Praktik Devadasi dianggap lumrah oleh masyarakat sekitar. Bagian dari budaya yang sudah berusia ratusan tahun. Praktisinya pun banyak. Berdasarkan data dari Komisi Hak Asasi Manusia, pada tahun 2013 terdapat sekitar 450.000 Devadasi di seluruh penjuru India.
Kebanyakan masyarakat yang melakukan praktik ini berada jauh dari kota. Mereka juga tidak beredukasi tinggi. Larangan sulit untuk dijalankan.
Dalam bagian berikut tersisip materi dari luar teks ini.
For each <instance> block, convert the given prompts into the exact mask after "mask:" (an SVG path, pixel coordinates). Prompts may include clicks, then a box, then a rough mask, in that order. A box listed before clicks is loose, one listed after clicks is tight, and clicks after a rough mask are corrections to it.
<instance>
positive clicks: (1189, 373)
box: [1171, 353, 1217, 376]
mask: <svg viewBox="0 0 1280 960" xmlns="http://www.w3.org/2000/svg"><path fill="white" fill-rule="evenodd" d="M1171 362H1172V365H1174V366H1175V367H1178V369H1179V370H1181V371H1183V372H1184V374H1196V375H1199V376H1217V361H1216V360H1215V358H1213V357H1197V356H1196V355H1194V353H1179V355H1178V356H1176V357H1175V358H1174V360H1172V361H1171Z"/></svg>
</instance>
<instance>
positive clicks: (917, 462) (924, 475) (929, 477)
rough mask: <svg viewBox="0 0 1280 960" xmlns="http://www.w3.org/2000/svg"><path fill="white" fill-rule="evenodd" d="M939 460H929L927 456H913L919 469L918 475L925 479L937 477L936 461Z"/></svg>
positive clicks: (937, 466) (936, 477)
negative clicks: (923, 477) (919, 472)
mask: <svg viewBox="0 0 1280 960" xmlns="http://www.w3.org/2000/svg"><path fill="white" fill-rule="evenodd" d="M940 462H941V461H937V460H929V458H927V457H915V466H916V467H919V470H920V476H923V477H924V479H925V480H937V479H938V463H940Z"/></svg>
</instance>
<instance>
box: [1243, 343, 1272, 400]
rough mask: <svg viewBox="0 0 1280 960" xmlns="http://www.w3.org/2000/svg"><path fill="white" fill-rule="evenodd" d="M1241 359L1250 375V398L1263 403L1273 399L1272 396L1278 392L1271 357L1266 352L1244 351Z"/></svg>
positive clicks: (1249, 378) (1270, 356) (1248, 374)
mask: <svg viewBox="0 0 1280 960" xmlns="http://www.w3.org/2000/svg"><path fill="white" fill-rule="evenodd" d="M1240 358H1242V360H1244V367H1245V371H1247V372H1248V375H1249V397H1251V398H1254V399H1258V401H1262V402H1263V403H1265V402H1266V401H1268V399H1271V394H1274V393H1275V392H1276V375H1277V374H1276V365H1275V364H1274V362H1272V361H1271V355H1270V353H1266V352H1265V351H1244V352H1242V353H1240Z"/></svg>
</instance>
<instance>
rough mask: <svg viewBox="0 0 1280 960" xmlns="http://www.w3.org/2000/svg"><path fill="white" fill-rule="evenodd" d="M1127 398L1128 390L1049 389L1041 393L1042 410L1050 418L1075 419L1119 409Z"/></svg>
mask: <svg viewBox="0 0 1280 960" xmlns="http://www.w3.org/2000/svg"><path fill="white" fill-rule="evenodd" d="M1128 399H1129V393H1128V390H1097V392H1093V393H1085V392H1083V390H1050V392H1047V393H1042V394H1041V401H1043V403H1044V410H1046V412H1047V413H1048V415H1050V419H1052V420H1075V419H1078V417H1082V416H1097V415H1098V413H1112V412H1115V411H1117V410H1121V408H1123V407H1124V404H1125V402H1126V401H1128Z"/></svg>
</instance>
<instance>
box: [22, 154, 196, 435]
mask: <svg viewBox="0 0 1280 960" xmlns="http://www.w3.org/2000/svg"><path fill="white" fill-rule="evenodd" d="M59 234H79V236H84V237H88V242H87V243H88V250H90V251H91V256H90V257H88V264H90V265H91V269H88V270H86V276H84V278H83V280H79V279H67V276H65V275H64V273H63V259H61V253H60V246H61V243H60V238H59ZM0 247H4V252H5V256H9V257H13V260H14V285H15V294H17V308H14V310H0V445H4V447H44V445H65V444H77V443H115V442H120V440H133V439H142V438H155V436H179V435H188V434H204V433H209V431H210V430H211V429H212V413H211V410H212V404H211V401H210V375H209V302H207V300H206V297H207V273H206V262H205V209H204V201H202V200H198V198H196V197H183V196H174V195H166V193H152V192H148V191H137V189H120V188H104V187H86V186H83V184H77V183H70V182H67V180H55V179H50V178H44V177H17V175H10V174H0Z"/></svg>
Sosialisasi tidak berjalan baik atau justru diabaikan.
Selain itu, praktik ini juga menjadi sumber penggerak ekonomi bagi sebagian golongan masyarakat. Melarangnya dengan keras hanya akan menimbulkan kesenjangan sosial baru.
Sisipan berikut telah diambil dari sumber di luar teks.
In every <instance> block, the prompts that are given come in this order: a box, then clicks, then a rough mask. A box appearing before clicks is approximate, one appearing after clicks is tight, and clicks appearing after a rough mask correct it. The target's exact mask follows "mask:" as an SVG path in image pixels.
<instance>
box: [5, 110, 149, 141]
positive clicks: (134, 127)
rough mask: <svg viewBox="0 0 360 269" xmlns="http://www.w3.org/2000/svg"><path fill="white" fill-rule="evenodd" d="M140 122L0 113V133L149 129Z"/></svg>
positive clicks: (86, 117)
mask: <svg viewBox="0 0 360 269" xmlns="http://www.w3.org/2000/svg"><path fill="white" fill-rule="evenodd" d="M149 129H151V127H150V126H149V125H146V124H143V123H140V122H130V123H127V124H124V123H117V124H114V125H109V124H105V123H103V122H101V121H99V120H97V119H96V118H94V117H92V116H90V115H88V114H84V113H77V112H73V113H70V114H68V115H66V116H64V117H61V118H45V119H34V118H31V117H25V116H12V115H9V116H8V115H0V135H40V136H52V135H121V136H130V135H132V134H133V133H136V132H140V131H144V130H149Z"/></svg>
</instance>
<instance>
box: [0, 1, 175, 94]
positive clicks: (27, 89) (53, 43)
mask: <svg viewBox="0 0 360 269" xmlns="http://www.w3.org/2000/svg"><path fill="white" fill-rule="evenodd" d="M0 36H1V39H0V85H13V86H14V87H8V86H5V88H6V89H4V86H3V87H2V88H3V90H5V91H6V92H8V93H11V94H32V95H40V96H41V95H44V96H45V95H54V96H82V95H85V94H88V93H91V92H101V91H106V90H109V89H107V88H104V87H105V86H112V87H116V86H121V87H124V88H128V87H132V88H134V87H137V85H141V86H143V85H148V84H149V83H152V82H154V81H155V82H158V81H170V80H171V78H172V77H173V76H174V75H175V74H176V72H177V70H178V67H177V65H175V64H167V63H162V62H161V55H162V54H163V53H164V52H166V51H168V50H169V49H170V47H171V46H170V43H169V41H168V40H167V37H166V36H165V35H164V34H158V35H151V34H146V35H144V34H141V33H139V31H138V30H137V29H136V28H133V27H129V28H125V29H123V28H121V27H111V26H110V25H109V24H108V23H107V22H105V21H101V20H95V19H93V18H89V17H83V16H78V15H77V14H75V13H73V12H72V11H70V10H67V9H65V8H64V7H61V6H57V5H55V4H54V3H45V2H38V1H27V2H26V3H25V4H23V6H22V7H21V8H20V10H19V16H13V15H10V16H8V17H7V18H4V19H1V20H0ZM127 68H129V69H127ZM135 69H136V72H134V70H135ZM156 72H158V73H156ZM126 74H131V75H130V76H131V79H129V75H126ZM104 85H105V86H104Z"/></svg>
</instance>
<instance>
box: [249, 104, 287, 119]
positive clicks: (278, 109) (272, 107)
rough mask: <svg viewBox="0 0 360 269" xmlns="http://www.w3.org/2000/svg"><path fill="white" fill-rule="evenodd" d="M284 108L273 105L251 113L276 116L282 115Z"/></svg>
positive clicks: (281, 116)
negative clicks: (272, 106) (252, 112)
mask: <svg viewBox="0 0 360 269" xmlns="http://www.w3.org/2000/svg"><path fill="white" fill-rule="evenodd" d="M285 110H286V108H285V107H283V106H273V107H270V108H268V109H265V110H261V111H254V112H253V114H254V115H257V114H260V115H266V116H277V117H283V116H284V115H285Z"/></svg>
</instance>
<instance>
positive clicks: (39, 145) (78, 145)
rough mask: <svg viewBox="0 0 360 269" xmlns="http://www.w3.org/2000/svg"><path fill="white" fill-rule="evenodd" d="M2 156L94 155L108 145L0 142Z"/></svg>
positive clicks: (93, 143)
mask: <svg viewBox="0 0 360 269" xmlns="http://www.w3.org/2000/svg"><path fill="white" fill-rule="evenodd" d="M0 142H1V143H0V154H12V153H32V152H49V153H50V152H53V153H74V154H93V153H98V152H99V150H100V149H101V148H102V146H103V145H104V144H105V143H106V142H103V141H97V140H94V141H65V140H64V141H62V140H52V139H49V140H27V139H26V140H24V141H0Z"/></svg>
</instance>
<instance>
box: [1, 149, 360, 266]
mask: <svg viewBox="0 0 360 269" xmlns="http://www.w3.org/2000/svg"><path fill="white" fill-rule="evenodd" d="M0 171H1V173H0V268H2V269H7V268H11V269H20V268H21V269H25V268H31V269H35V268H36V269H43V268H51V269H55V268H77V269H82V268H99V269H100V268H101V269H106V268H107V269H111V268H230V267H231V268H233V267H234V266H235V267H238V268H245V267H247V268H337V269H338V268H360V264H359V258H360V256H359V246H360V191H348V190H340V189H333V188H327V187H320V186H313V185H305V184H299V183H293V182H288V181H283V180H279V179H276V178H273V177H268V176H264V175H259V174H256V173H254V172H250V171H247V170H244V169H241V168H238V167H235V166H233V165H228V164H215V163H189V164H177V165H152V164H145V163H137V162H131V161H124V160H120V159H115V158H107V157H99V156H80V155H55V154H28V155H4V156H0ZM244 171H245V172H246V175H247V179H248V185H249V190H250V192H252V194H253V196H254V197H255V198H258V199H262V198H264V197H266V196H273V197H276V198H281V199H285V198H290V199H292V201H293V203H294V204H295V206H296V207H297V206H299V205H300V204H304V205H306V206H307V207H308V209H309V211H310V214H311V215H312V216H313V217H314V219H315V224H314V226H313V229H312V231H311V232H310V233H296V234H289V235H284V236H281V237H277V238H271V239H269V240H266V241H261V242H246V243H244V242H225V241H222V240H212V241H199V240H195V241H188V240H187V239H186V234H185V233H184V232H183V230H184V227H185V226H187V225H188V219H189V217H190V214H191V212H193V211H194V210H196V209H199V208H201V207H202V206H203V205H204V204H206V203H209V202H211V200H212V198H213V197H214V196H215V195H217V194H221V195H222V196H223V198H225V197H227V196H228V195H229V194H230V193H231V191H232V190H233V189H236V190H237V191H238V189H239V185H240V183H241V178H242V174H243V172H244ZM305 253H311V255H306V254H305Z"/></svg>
Mereka menjadi bagian dari aksi prostitusi anak. Mengenal seks sebelum berusia 15 tahun. Pendidikan seks yang minim menimbulkan masalah lain lagi. Kehamilan dini, penyakit kelamin, hingga eksploitasi seksual. Tiada kata lain selain mengerikan.
Masalah memuncak pada saat mereka dewasa. Begitu banyaknya suplai Devadasi membuat usia 30 tahun adalah saatnya pensiun. Mereka akan kembali terbuang dalam masyarakat. Bagaikan hewan ternak yang sudah tidak produktif, hidup mereka terabaikan.
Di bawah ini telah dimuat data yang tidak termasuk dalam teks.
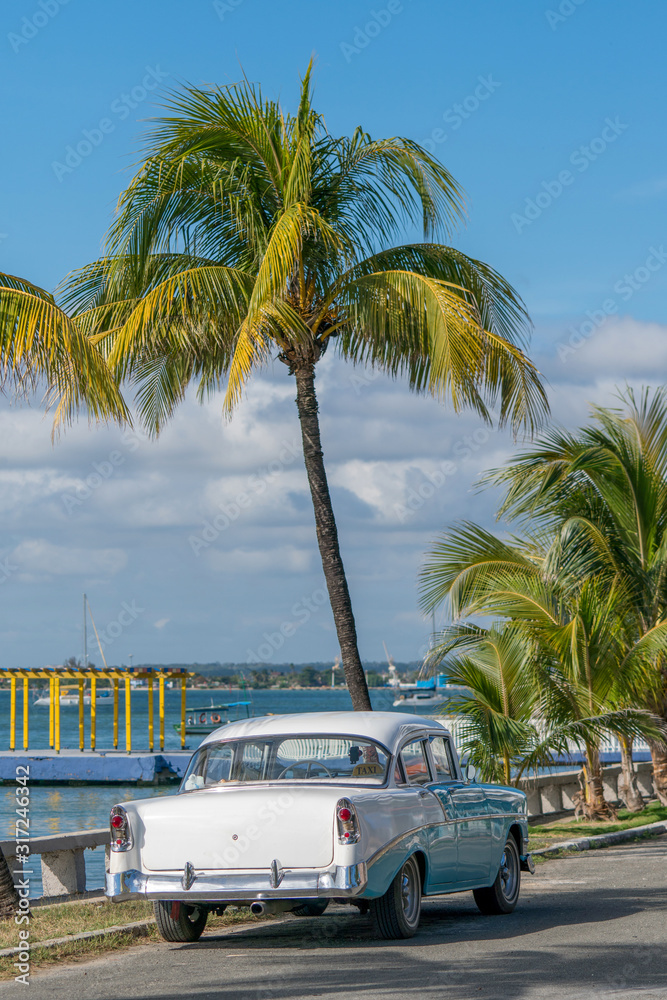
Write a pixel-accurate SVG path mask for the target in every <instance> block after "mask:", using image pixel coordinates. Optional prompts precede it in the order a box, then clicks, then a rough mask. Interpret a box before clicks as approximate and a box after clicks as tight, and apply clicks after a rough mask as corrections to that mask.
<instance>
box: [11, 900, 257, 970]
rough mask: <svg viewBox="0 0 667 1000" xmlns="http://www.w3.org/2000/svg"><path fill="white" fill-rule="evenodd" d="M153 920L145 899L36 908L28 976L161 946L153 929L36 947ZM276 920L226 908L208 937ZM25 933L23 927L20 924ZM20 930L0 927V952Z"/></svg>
mask: <svg viewBox="0 0 667 1000" xmlns="http://www.w3.org/2000/svg"><path fill="white" fill-rule="evenodd" d="M152 916H153V904H152V903H149V902H145V901H144V900H128V901H127V902H126V903H112V902H110V901H109V900H106V899H105V900H99V901H98V900H96V901H95V902H90V903H76V902H73V903H58V904H56V905H54V906H48V907H37V908H36V909H35V910H33V912H32V915H31V920H30V925H29V928H28V929H29V930H30V941H31V945H33V947H31V957H30V967H31V968H30V971H31V974H32V973H34V972H36V971H37V970H38V969H40V968H44V967H46V966H49V965H57V964H58V963H61V962H64V961H68V962H81V961H85V960H90V959H93V958H97V957H99V956H101V955H104V954H107V953H109V952H112V951H118V950H119V949H125V948H128V947H130V946H131V945H137V944H142V945H144V946H151V945H155V944H157V943H158V942H160V941H162V938H161V937H160V935H159V934H158V931H157V928H156V927H155V925H150V926H148V927H144V928H137V929H135V930H134V931H133V932H130V931H115V932H114V933H113V934H105V935H104V936H103V937H98V938H91V939H90V940H88V941H69V942H67V943H65V944H61V945H55V946H54V947H51V948H36V947H34V945H36V944H38V942H40V941H49V940H51V939H52V938H59V937H65V936H66V935H68V934H80V933H82V932H84V931H96V930H101V929H102V928H104V927H114V926H116V925H118V924H129V923H133V922H134V921H136V920H147V919H150V918H151V917H152ZM273 919H275V918H274V917H272V916H267V917H253V916H252V915H251V913H250V910H249V909H247V908H246V907H243V908H237V907H234V906H230V907H228V908H227V909H226V910H225V912H224V913H223V915H222V916H221V917H215V916H212V915H211V916H209V918H208V922H207V924H206V930H205V931H204V935H206V934H217V933H219V932H220V931H221V930H224V929H225V928H226V927H230V926H232V925H233V924H244V923H261V922H264V921H266V920H273ZM21 927H22V928H24V929H25V928H26V925H25V924H22V925H21ZM18 930H19V928H18V927H17V925H16V924H15V923H14V921H13V920H11V921H9V920H8V921H6V922H4V921H3V922H2V923H0V948H13V947H15V946H16V945H17V944H18ZM14 961H15V959H14V958H13V957H7V958H0V980H7V979H13V978H14V976H15V975H16V970H15V968H14Z"/></svg>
Penyebaran HIV AIDS menjadi tidak terkendali. Tidak heran jika India termasuk dalam negara ketiga terbesar penderita HIV dengan total 2,1 juta orang berdasarkan data WHO tahun 2016.
Tradisi ini menjadi semakin tidak terkendali. Laporan terakhir pada tahun 2017 menyatakan bahwa menjadi Devadasi tidak dimonopoli lagi oleh kaum hawa. Terdapat sejumlah penemuan mengenai Devadasi yang dilakoni oleh pria.